Lebekov was gone from the officer area when they came downstairs again. Nat picked a portable radio out of a rack by the hallway. “Okay, Sue Anne, we’re going 10-8.”
She beamed at them. “Let’s be careful out there.”
He saluted and led the way down the hall out the rear entrance to the parking lot. After running through a check of the patrol car’s lights, siren, and shotgun, Nat steered out of the parking lot and east on Oak.
“
Sorry you didn’t get to meet more of us tonight.” He peered in his outside mirror at a battered pickup which passed them going the other direction. “Briefly, Danzig’s been chief for three years. Came from the Wichita PD. He’s...pragmatic...prefers keeping the peace to law enforcement, following the spirit of the law more than the letter of it. He listens to complaints and ideas we have, cares that we have decent equipment and continued training...because good equipment keeps us safer, he says, and pride in it makes us better cops. But you need to always be straight with him. Don’t step out of line or he’ll land hard on you, and your arrests and evidence better not get thrown out of court for irregularities.
“
Lieutenant Byron Kaufman is a twenty year man who definitely prefers peace keeping. I doubt he’s ever drawn his weapon except to qualify at the range. Never had to. If talk won’t work on an offender, he’s a ninja with a baton. He knows this town and the people inside out, and remembers every detail of every case since he joined. Bill Pfannenstiel, our other officer, is almost a carbon copy. They’re both a little old fashioned about women in police work.”
“
Do they give Lebekov static?”
“
Not as such, but they tend to be condescending...sure she’s just playing cops and robbers until Mr. Right comes along. She wants to prove she isn’t and is as good as any male officer. Danzig hired her not long after he came. She was a dispatcher before, on Sue Ann’s shift, wanting to be an officer...but Sewing, the old chief, didn’t believe in women cops.

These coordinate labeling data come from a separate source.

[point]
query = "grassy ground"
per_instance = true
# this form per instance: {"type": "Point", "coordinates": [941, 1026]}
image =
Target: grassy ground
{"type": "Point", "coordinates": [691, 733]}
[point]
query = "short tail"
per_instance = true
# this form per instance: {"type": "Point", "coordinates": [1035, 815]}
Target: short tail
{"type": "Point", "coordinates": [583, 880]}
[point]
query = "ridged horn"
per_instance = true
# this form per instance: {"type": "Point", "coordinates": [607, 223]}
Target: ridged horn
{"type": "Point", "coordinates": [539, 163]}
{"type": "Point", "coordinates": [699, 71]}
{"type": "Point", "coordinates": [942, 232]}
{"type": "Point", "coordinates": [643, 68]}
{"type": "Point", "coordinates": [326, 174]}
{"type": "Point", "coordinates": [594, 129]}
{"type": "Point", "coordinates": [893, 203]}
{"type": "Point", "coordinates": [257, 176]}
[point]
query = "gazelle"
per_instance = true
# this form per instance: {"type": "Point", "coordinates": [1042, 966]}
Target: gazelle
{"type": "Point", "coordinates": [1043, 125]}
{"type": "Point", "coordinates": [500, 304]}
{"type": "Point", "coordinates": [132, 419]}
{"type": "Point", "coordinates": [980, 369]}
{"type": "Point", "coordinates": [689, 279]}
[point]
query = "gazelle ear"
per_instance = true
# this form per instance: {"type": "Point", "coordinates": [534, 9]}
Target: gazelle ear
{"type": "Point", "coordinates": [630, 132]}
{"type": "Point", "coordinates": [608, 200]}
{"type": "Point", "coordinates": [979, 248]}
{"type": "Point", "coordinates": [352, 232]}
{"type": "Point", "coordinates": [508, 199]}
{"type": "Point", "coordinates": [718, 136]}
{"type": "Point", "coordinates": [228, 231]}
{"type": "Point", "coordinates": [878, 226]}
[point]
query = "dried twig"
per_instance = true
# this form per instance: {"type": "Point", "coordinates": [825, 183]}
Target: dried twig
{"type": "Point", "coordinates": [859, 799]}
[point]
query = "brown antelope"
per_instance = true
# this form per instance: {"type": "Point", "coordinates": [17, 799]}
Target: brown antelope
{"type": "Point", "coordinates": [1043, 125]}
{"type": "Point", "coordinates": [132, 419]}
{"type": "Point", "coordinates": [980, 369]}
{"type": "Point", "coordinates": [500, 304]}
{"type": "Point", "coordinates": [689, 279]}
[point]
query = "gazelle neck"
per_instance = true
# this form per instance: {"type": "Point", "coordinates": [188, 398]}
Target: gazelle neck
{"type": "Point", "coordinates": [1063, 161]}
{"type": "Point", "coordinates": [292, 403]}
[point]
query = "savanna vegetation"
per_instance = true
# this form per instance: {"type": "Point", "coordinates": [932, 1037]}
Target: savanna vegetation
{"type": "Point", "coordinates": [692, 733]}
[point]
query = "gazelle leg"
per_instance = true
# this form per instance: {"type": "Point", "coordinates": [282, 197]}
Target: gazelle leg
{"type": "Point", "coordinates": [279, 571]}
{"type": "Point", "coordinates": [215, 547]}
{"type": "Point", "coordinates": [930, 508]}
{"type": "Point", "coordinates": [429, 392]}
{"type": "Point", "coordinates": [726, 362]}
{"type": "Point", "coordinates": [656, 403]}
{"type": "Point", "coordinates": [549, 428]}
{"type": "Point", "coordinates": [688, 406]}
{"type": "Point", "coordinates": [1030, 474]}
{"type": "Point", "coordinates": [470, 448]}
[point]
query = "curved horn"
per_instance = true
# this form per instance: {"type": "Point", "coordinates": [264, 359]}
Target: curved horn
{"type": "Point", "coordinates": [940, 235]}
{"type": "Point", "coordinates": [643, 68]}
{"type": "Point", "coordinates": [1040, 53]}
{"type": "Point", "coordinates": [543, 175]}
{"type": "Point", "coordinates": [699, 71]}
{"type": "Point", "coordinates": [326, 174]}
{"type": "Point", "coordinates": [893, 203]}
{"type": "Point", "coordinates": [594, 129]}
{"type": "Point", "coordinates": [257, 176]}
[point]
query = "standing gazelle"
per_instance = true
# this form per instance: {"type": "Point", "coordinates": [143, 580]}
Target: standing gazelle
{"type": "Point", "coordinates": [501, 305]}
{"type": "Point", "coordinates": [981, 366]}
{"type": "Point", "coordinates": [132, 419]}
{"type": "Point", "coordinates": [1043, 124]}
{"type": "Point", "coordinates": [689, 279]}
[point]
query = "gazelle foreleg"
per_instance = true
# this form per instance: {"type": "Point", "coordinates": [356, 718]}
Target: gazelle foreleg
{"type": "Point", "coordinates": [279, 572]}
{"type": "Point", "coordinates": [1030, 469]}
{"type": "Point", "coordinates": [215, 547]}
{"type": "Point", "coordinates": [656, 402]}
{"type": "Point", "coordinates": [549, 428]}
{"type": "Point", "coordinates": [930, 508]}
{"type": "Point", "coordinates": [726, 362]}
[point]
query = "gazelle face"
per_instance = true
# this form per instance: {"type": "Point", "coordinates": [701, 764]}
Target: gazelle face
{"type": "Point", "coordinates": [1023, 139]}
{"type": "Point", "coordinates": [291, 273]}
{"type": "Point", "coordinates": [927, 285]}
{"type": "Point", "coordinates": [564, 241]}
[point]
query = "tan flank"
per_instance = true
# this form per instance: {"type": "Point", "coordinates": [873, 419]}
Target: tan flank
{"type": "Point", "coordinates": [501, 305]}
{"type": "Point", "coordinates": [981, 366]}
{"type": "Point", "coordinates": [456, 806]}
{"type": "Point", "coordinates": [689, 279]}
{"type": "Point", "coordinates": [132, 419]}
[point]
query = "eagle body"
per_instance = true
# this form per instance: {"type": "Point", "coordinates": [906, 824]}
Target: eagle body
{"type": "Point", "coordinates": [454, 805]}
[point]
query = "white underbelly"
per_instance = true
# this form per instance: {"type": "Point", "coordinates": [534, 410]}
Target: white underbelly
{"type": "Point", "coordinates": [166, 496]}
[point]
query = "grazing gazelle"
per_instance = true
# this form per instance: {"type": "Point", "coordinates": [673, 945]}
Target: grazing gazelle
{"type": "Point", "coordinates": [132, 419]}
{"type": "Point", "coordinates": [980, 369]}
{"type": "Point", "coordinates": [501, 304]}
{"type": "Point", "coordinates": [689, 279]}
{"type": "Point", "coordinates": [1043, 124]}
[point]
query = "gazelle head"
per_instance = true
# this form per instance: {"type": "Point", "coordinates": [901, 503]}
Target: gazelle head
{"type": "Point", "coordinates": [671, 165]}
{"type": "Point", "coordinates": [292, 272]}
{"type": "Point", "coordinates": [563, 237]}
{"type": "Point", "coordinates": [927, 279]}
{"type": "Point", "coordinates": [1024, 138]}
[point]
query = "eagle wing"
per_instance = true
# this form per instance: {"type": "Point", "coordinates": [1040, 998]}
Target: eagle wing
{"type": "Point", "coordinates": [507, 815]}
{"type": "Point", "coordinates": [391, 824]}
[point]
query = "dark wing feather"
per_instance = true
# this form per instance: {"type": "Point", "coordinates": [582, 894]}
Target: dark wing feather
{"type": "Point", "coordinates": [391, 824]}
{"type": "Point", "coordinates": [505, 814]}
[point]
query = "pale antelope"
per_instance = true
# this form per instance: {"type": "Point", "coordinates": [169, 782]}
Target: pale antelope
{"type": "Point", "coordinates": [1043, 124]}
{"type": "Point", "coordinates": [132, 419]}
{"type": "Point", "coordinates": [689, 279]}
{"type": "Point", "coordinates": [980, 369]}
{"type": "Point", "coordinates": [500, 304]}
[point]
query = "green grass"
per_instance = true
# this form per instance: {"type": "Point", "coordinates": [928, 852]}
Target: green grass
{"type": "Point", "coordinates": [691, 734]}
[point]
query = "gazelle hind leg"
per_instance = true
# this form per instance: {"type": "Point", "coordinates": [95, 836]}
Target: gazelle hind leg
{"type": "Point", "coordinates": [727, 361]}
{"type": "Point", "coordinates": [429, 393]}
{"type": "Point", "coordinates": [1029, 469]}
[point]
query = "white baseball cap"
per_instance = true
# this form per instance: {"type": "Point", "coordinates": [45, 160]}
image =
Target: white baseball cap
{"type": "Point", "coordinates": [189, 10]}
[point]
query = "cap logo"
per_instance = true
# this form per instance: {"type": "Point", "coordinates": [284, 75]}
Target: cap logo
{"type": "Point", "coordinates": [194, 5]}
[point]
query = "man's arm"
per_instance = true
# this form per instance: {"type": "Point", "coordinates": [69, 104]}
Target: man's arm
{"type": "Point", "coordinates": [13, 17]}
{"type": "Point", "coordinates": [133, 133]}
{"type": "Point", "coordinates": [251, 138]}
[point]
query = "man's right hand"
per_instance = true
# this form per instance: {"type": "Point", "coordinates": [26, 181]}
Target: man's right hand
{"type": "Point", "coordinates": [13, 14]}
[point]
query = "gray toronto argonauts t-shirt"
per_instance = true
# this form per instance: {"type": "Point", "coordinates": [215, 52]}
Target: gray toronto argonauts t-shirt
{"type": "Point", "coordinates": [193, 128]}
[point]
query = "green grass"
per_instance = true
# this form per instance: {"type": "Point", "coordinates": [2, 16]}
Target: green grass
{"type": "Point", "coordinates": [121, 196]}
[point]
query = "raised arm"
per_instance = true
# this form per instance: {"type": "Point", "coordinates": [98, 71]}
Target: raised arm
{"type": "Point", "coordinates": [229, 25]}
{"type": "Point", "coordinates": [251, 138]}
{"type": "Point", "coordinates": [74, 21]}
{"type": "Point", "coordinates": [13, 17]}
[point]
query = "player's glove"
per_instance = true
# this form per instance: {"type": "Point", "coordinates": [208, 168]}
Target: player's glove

Neither did the mayor and council until Danzig argued we needed a female for handling juveniles, domestic situations, and rape victims.”
So they presumably had to approve him, too.
“
She’s homegrown like Kaufman, Pfannenstiel, and me. Duncan’s semi-homegrown, from Russell. Came here after a hitch in the Marines to share a house with his sister and her two kids.”
“
He’s not a peace keeper type.”
Nat shook his head. “But a big stick can be useful.” They turned on to Kansas Avenue. “Welcome to the teen cruise and, along with tomorrow night, our heaviest traffic of the week.”
It was, Garreth reflected, a matter of perspective and proportion. Hardly heavy traffic by Market Street or Embarcadero standards, but still...a stream of cars, pickups, and vans looping south to the Pizza Hunt and across the tracks north to the Sonic Drive-In and back across the tracks south again. The vehicles frequently pulling up alongside each other for the occupants to call across the space between. Considering Baumen’s size, the number impressed Garreth.
“
Do you really have this many teenagers?” Every one with a vehicle and a driver’s license must be here.
“
They come in from the farms and down from Lebeau, too. There isn’t much else to do Friday and Saturday night other than the movies, and football this time of year. And tonight the football team isn’t playing.” Ahead of them a girl leaned out a passenger window toward the car next to them. Nat burped the siren. “Stay in the car!”
She made a face but pulled back inside.
“
Do you write them up for things like that?”
Nat shook his head. “Duncan sometimes does. I tend to cut them slack. I’ve — ”
“
Been there?” Garreth said.
Nat grinned, then frowned. “Now he...” he said, pointing at a black Trans Am dodging between lanes on the other side of the tracks, “...is something else. Scott Dreiling, perennial offender...or at least perennially offensive.” He whipped the car over the tracks at the next crossing and worked his way toward the Trans Am. “Daddy’s on the city council, which Scott thinks entitles him to diplomatic immunity.” He pulled alongside the Trans Am and shouted across Garreth toward the blond boy at the wheel. “Scott, try driving like you want to keep those car keys. Officer Duncan is on duty tonight, too.”